RE: "So they are making biodiesel from waster by growing algae? "; Yes for decades from wastewater effluent solids removed.
RE: Grow-rates; my figures are based upon lab work & the ASU library that put the first commercial jet on biodiesel into the air, most growth data is actually from CO2 sequestration by the coal companies since the late 60's I had to interpolate, prior to WW2 50% oil species were hybridized.
The largest influence on growth-rate is distance from the lighting source not nutrients the reason for the glass plates which provide light equal to the top 1/4" of a pond, which squeegee well during harvest.
A main issue with me is to fully recycle the water, done at Lake Tahoe since the late 70's using algae makes it cheaper by having a revenue stream and an alternative to chemical precipitation of dissolved solids.
Solyazme use bioreactors, just huge ones and most are sushine growing not illuminated for 24x7 growing mainly in big tubes and the send cleaners down them. Harvesting was once the greatest challenge not growing now EMF is used to break apart the cell walls, this technique used by OriginOil, they can purify fracking wastewater with their system the only one with a production prototype.
Also pretty certain they do a lot of volume in refined used oils as well via subsidiaries as that's where most volume is coming from afaik.
These are expensive, at a sewage treatment plant the feedstock comes at you at 1000-gallons/hour from existing infrastructure & these units plug into that system by simply valving the effluent to the racks, this give emergency capacity when someone flushes a meth lab before they have to release it.
Keeping that kind of inflow kills the biology and all sewage plants use natural bacteria to break down wastes this helps operators decide to try it, nobody can afford to build tanks just for that.
RE: ". The biodiesel market is huge and is LARGELY used for transportation. ADM is the largest in America, with 450m gallons or so of capacity."
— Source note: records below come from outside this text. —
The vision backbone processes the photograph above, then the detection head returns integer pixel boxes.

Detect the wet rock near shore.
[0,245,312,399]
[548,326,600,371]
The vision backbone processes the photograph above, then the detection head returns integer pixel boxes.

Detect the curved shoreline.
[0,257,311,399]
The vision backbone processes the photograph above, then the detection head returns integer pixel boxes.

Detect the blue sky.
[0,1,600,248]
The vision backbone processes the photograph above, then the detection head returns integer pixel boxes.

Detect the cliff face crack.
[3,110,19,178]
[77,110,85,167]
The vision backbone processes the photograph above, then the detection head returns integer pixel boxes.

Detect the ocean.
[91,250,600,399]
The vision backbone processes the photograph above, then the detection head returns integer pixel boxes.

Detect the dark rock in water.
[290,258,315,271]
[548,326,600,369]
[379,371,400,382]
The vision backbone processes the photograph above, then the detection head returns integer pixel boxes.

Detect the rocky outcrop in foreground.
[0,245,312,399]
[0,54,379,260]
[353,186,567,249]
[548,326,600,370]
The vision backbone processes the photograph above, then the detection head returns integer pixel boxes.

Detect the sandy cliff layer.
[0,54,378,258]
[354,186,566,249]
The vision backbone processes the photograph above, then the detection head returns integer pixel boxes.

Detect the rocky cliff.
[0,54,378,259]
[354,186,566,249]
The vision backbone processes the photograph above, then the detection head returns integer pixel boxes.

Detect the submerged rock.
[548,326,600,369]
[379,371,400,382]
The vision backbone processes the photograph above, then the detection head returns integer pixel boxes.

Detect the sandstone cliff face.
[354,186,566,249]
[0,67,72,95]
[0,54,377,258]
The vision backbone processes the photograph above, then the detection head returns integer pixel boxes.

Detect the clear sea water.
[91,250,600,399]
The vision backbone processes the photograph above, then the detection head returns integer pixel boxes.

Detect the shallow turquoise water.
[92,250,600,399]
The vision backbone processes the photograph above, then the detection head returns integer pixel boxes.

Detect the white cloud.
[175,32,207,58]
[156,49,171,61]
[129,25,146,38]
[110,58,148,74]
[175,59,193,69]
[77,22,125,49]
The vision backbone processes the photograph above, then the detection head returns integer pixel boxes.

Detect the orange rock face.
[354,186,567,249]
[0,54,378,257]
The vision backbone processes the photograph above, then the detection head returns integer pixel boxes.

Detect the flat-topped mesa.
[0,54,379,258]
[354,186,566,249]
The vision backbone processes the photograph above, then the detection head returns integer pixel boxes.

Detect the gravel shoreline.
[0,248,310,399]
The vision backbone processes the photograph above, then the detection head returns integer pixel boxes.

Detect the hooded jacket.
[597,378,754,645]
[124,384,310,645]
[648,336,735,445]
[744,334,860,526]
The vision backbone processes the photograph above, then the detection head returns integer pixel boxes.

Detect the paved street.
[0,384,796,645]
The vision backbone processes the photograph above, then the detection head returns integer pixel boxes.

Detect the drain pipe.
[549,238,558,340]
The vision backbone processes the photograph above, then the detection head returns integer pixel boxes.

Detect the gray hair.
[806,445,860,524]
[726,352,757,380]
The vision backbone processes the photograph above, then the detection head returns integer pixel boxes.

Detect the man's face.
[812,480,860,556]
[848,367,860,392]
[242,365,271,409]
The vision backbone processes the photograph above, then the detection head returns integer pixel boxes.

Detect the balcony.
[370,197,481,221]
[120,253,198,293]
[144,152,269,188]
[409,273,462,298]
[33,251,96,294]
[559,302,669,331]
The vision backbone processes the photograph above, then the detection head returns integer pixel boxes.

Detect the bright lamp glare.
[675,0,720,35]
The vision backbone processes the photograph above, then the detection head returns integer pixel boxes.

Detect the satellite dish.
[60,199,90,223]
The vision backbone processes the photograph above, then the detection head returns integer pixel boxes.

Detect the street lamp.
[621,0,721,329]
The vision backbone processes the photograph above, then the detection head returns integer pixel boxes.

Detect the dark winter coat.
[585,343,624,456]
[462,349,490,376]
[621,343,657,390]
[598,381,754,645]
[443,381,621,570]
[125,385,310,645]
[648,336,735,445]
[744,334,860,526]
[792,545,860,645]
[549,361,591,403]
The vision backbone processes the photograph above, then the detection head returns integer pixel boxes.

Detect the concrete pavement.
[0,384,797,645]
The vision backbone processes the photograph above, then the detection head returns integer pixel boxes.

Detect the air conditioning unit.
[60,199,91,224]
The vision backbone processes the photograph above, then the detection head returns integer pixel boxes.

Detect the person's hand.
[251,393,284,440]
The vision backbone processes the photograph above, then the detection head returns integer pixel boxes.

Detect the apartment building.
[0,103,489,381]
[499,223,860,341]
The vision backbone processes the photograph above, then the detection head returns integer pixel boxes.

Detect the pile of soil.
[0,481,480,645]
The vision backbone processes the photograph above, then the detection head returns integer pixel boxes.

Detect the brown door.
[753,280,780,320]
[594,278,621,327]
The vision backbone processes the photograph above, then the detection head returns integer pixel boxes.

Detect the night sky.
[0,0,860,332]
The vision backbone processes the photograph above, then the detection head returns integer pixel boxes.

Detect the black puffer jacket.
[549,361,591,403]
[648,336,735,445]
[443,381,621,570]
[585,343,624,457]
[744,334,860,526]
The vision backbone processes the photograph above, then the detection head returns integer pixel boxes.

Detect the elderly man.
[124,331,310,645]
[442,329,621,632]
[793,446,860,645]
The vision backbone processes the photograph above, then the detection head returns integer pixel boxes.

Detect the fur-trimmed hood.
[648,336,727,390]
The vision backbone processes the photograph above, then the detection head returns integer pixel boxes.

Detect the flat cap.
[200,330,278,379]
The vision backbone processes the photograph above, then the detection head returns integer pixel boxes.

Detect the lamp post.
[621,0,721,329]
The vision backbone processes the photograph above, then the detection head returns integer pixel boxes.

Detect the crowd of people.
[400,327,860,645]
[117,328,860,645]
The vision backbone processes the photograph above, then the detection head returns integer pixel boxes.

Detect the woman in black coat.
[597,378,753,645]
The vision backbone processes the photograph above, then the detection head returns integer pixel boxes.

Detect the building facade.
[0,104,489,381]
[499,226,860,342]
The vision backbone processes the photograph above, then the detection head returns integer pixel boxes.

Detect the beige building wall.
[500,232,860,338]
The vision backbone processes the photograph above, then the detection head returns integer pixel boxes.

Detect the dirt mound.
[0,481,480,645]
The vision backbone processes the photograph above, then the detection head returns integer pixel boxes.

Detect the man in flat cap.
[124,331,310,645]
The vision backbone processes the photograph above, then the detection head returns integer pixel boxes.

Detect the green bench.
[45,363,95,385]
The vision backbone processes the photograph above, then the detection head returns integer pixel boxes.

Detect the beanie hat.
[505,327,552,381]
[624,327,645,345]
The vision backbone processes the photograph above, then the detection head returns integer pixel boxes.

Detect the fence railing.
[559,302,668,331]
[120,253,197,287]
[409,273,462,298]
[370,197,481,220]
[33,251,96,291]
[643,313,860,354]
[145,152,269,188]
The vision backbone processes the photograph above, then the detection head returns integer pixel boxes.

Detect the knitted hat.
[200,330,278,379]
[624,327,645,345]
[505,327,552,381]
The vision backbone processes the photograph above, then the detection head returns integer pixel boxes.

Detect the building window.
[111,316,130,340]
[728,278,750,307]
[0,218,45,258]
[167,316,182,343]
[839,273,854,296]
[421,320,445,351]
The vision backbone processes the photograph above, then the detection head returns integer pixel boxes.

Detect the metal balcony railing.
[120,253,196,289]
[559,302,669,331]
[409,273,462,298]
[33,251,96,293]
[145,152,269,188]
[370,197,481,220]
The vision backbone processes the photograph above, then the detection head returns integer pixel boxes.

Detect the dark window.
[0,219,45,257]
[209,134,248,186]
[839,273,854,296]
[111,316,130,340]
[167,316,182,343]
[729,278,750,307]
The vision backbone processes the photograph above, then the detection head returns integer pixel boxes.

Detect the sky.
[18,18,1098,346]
Forgive the confusion they don't use wastewater as the feedstock for nearly all of that volume I'm only referring to companies, usually small operators that do. Afaik a first airline using ONLY biodiesel has a good enough supply-chain to fly, I wouldn't call that being used "largely for transportation" yet.
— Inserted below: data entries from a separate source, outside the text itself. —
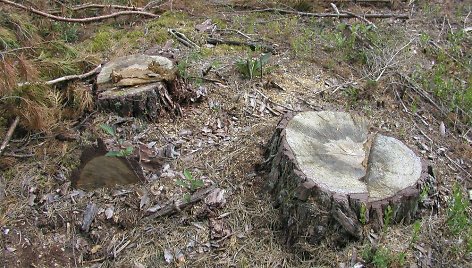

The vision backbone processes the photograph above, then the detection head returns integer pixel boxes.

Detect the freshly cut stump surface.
[97,55,175,120]
[266,111,423,245]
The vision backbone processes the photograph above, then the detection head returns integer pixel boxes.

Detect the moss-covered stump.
[265,111,423,246]
[97,55,176,120]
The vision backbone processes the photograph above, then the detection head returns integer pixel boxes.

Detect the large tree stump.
[97,55,176,120]
[265,111,423,245]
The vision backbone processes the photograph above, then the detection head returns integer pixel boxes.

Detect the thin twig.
[148,184,216,219]
[0,116,20,156]
[375,39,415,82]
[207,38,275,53]
[216,29,252,39]
[18,64,102,87]
[233,8,409,19]
[342,11,377,29]
[0,0,159,23]
[49,4,143,13]
[167,29,200,48]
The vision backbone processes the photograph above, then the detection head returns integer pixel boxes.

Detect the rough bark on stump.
[97,55,175,120]
[265,111,423,245]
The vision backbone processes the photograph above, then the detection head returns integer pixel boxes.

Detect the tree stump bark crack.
[264,111,425,245]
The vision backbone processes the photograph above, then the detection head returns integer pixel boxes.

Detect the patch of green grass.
[447,184,471,235]
[175,170,204,192]
[361,246,406,268]
[88,29,113,52]
[236,53,271,79]
[0,27,20,50]
[146,11,194,44]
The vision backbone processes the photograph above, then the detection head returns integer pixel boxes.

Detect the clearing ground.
[0,0,472,267]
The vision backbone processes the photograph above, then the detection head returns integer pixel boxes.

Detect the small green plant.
[175,170,204,192]
[236,53,271,79]
[100,124,116,137]
[410,220,421,245]
[361,245,406,268]
[384,205,393,230]
[447,184,470,235]
[359,203,367,225]
[420,184,430,201]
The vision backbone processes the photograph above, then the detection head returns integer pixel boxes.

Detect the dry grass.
[0,1,471,267]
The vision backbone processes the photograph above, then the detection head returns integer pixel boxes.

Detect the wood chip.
[81,203,98,232]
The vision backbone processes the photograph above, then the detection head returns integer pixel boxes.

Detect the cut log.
[97,55,176,120]
[265,111,424,246]
[71,139,145,191]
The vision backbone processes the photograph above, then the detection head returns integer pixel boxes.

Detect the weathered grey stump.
[97,55,175,120]
[266,111,423,245]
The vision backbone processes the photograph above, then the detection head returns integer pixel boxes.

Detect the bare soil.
[0,1,472,267]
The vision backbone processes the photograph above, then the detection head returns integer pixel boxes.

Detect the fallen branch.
[49,4,143,13]
[241,8,409,20]
[19,63,102,87]
[0,0,159,23]
[143,0,168,11]
[167,29,200,48]
[207,38,275,54]
[0,116,20,156]
[148,184,215,219]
If you go to sources they list "alternative" for wastewater as a feedstock, most are reprocessing used oils from food crops so not a "green" feedstock although they call it that, worthy of doing regardless just pointing out a big difference to algae growers and where most volume right now comes from.
So in 10-million gallons of effluent it's half in weight of dissolved solids, over 20,000-tons per day if you had to buy it as fertilizer at $400/ton that's a cool $8-million a day saved over being a 2nd party to get that many nutrient to grow with.
Nobody but treatment plants can afford it, the small timers using it mainly are helping treatment plants not have to add capacity and avoid using farmer's fields which is becoming restricted.
Next is to put the concept into a global perspective, most people will use the biodiesel for cooking and home heating, most people don't own a bicycle on the planet.
All cities have trouble processing their sewage and it's expensive, this uses a non-food feedstock to be a primary producer of biodiesel that creates a revenue-stream to pay for tertiary purification and all water is recycled, also something a lot of cities deal with.
Therefore, this isn't simply a way to make biofuel, it's a way to turn sewage treatment into a large asset instead of an expense, recycling a lot of water, producing a transportation, heating and cooking biofuel.
Mainly, I don't see where you address the whole issue of sewage-water-biofuel as integrated and ready-to-go just needing awareness & education.
And finally, my units are made for homes to allow people to DIY biodiesel from their own waste cutting out the fuel companies entirely; for a dairy farm it'll run the whole operation on wash-down with few solids to deal with a consistent input an example of distributing the system at that scale.